People are losing the habit of checking facts, and that breakdown is producing real harm. This piece argues that social media’s “keyboard courtroom” culture distorts truth, lets hostile actors spread lies, and that we need to teach civic evidence habits—the kind juries use—to fight back. It points to violent episodes, campus and media failures, and a simple remedy: train citizens to think like jurors. The solution is practical, civic-minded, and rooted in common sense.
The “keyboard courtroom” is a place where images, clips, and hot takes stand in for careful proof, and where verdicts arrive before anyone checks the chain of custody. That rush to judgment rewrites villains and victims on the fly, downplaying terror and laundering hate into “resistance” or political statement. Our strategic rivals exploit that mess, amplifying lies that fracture public trust and weaken national resolve.

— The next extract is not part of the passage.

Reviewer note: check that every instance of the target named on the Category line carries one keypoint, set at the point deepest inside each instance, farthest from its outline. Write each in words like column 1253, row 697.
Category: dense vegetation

We have seen consequences: violent attacks and rising antisemitism no longer land as isolated tragedies but as part of a disorienting pattern where motives are obscured and key facts omitted. London saw a targeted spree against Jewish businesses and ambulances, and in Michigan a driver crashed an explosive-laden car into a Jewish school with more than 140 children inside. Too often the context that matters most gets buried beneath unverified claims and sympathy framed as explanation.
Some outlets and commentators offered rationales that ignored key evidence, including the clear connections that make an attacker’s motives relevant. Reporting should state when family members targeted in strikes were active operatives for hostile groups sworn to destroy Israel, because motive matters in assessing threats. When vital facts are skipped, public debate becomes a guessing game shaped by emotion, not by verifiable proof.
The breakdown shows up on campuses and in parts of the media where passion crowds out rigor. After October 7, when 1,200 Jews were killed, scores of women raped, and dozens of children kidnapped, some responses stripped the raw facts of their moral clarity. One incident captured that collapse when a Yale professor reportedly described the rape-and-killing bloodbath as “exhilarating.” That single word tells you how far some discourse has drifted from basic decency and the need for honest evidence.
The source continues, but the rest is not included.